The other frequently ignored side of the equation is the strength and depth of current Chinese economic and financial developments. A recent review essay [The Party: Impenetrable, All Powerful, by Ian Johnson, The New York Review of Books, September 30, 2010] details the continuing significant role of the Chinese Communist Party (with a membership of 78 million) and the “leading small groups”, which together control most facets of business, economic and financial life in China today. The resultant increase in state control of almost all activities is slowly squeezing out some foreign-owned businesses, and increasing the already high level of “crony state capitalism”, local protectionism and corruption. The future impact of this, already evident in many areas as set out in this review essay will be severe. In addition as the next stage of economic development requires a more open economic and social system (to foster innovation and creativity) China is beginning to hit a significant Catch-22. Either the communist party lets its control erode or its economic and financial performance will inevitably be degraded. Johnson concludes: ” None of that threatens the party in the near term, but this means it also lacks the impetus to reform. With China on top of the world, the party’s perch atop the country seems impregnable and yet more vulnerable than ever.”

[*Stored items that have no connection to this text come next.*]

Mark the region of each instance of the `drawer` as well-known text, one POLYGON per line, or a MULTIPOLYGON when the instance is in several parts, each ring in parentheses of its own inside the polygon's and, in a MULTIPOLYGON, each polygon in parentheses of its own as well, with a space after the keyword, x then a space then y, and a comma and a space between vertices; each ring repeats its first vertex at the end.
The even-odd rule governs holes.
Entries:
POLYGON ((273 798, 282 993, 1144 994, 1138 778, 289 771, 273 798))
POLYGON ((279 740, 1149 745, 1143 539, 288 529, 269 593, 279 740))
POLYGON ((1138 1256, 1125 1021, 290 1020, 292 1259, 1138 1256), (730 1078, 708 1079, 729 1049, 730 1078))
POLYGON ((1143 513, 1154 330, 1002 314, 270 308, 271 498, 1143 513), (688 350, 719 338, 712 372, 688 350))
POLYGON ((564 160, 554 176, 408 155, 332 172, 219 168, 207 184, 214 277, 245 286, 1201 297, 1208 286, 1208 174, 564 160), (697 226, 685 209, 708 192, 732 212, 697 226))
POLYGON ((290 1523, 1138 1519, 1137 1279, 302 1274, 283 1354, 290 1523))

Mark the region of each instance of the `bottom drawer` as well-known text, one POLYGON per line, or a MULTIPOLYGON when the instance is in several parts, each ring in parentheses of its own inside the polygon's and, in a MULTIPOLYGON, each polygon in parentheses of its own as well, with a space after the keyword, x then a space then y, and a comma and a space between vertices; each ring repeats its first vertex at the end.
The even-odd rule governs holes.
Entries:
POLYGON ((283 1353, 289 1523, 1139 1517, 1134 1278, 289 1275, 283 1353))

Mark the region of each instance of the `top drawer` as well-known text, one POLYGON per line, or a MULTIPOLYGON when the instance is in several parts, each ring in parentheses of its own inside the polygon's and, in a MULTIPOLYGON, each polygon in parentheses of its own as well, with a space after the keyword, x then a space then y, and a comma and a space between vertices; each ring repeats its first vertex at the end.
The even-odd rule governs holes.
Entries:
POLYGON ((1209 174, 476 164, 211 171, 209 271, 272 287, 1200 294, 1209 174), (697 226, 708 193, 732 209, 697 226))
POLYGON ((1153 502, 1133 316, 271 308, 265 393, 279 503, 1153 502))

Overall, for us the good news is that in the medium term it is likely that between China and the US, the incentive structures in global finance will closely resemble the logic of nuclear deterrence. A “balance of financial terror” (a.k.a. mutual dependence) clearly applies as Drezner puts it. This hopefully should lead to relatively peaceful coexistence between China and the US, albeit a relatively nervous one. That is certainly good news for the rest of the world.